Role-playing game adventure

Dragon Delves is an adventure module anthology for the 5th edition of the Dungeons & Dragons fantasy role-playing game. The anthology is the first release by Wizards of the Coast to use the revised 2024 rules of Dungeons & Dragons.

==Summary==
The adventures included are:
- Death at Sunset (Level 1)
- Baker's Doesn't (Level 3, solo play option)
- The Will of Orcus (Level 4)
- For Whom the Void Calls (Level 5)
- The Dragon of Najkir (Level 7, solo play option)
- The Forbidden Vale (Level 9)
- Before the Storm (Level 10)
- Shivering Death (Level 11)
- A Copper for a Song (Level 12, solo play option)
- Dragons of the Sandstone City (Level 12)

==Reception==
A review for Nerdist praised the adventures' usability for different play situations and their clever premises, including the conflict with heroic metallic dragons, as well as their unique art style. However, it criticized some adventures as intentional filler and that fleshing out the personalities of dragons is left to the Dungeon Master.

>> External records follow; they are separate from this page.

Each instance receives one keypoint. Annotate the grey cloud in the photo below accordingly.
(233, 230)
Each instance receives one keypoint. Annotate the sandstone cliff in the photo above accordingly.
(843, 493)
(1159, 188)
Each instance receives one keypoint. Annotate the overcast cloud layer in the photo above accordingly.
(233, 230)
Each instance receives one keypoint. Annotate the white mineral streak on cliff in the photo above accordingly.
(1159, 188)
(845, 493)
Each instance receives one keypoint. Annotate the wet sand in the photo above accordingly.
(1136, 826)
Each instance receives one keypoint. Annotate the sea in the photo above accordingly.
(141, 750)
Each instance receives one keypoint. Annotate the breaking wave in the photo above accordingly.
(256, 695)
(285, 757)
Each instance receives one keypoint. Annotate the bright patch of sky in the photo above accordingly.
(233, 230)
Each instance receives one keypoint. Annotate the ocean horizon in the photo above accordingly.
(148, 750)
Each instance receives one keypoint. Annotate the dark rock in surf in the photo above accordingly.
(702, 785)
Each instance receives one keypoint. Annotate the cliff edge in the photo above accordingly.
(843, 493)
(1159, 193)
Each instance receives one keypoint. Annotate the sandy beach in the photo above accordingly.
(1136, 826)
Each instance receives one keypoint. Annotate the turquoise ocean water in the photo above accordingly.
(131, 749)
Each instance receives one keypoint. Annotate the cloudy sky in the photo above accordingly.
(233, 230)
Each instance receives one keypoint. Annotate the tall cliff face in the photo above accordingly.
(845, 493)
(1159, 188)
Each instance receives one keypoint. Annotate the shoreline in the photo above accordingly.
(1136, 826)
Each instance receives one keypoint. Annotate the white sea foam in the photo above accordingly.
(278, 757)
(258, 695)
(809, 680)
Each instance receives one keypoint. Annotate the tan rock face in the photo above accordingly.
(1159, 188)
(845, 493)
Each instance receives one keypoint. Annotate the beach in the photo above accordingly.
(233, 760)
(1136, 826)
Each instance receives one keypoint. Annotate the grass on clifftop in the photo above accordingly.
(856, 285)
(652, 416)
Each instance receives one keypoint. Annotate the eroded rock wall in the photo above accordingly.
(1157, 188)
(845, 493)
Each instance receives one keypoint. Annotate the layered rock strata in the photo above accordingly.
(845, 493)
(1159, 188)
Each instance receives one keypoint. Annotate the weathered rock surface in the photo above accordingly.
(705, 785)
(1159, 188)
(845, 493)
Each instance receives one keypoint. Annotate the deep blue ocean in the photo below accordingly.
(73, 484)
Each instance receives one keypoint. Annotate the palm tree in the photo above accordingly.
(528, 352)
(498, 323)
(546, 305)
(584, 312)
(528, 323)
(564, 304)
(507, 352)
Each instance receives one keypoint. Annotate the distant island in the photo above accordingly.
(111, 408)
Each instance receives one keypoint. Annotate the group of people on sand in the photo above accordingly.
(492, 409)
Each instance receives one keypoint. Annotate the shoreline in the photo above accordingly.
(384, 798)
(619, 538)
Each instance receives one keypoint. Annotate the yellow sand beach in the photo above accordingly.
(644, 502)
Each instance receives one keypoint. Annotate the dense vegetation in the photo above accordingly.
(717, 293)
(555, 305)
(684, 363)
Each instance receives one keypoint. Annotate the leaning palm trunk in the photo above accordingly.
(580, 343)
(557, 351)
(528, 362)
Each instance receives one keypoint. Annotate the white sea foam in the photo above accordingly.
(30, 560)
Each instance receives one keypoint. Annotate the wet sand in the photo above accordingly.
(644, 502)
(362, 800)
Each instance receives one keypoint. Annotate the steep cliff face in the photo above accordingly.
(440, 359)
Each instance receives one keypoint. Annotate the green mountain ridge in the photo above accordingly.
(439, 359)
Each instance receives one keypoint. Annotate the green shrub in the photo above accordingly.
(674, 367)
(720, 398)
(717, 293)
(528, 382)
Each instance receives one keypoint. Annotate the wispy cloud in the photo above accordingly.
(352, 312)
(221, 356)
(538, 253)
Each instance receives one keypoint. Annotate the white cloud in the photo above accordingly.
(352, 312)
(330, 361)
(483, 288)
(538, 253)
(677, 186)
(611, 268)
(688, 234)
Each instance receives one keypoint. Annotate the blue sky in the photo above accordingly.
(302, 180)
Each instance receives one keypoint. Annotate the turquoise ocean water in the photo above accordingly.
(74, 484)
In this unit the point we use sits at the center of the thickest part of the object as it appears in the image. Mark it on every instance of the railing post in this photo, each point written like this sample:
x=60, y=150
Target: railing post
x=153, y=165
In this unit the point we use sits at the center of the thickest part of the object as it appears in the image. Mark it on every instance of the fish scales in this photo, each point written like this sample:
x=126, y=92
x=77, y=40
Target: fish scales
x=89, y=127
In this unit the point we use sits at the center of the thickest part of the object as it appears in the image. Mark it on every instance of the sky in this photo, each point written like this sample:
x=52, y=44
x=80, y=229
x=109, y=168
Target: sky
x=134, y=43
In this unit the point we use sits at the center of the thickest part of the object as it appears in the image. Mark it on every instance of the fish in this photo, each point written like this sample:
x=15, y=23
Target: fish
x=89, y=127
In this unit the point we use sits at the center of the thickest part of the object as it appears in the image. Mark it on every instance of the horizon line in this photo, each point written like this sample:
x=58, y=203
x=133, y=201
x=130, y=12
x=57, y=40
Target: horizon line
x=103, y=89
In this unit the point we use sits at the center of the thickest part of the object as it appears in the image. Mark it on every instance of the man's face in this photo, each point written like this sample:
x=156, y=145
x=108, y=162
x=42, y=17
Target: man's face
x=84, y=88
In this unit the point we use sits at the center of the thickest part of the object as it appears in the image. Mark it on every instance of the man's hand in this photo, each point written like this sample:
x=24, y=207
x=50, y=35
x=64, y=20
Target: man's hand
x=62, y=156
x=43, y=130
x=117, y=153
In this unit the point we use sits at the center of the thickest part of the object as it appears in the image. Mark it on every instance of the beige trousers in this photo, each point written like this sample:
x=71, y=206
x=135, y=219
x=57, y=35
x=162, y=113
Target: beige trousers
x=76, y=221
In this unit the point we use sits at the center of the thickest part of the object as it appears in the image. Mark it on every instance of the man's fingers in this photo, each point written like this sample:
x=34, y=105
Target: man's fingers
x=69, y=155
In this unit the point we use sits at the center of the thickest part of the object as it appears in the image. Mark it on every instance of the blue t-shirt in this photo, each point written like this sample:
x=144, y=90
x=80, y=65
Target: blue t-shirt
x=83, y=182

A review for Wargamer praised the art style and layout of the adventures and their options for non-violent and solo player style. However, it criticized a disappointing narrative that requires preparation by the Dungeon Master, and blamed this on an attempt to allow for easy customization. The reviewer stated that The Forbidden Vale has the only "story with moral complexity".